Our study demonstrates that natural sounds and emotional contexts can be effectively used to generate paintings that align with the semantic and emotional aspects of the input. Using simulated paintings for evaluation, we verified that our system, S-FRIDA, produces paintings closely resembling real-world outputs thanks to the Real2Sim2Real technique. For natural sound guidance, participants were able to match paintings with their corresponding audio input 43.3% of the time, significantly better than the 16.7% expected by random chance. This result reflects the system's ability to capture the essence of various natural sounds, though some sounds like thunder, thunderstorm, and rain were frequently confused. In terms of emotion guidance, our approach, using the ArtEmis dataset, allowed users to correctly identify the emotion behind generated paintings 26.5% of the time, compared to the 12.5% expected by chance. Notably, the emotion "Awe" was identified correctly 60% of the time, while "Amusement" was often mistaken for "Excitement." These results underscore the system's effectiveness in translating both auditory and emotional cues into meaningful visual representations.
Conclusion: Our approach, Robot Synesthesia, adds sound inputs to the FRIDA robotic painting platform.
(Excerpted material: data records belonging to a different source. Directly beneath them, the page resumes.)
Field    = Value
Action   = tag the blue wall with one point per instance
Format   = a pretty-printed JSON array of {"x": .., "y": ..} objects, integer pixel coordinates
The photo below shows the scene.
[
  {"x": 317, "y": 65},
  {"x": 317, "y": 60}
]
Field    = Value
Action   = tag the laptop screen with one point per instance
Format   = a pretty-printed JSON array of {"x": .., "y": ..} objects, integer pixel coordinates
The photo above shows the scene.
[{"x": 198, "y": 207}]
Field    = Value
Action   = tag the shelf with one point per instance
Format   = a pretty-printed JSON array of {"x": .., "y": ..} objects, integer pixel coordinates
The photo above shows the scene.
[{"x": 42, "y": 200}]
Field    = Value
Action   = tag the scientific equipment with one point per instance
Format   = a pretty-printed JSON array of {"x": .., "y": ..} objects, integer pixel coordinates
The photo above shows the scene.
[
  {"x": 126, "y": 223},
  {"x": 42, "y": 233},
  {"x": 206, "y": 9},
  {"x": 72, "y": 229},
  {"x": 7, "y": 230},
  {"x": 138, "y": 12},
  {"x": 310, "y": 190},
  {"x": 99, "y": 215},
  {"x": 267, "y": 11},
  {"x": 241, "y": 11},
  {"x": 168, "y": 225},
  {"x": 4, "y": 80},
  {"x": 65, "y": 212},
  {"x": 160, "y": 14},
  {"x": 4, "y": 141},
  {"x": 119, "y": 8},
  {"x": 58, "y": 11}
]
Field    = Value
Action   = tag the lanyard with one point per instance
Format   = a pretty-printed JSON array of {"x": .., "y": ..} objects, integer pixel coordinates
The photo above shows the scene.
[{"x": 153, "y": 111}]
When compared to existing sound-guided image synthesis approaches, ours is more general as it does not rely on constrained pre-trained image generators, e.g., Style-GAN. In addition, we treat natural sounds and speech separately to unlock the important content and emotion held in spoken language. While many existing works focus on robots following commands, Robot Synesthesia is a rare attempt at a robotic system which can hear a human user, understand their emotions, and assist them to express their ideas in visual art. By supporting audio-based interaction, our work contributes to making a robotic painting system accessible to broader user groups.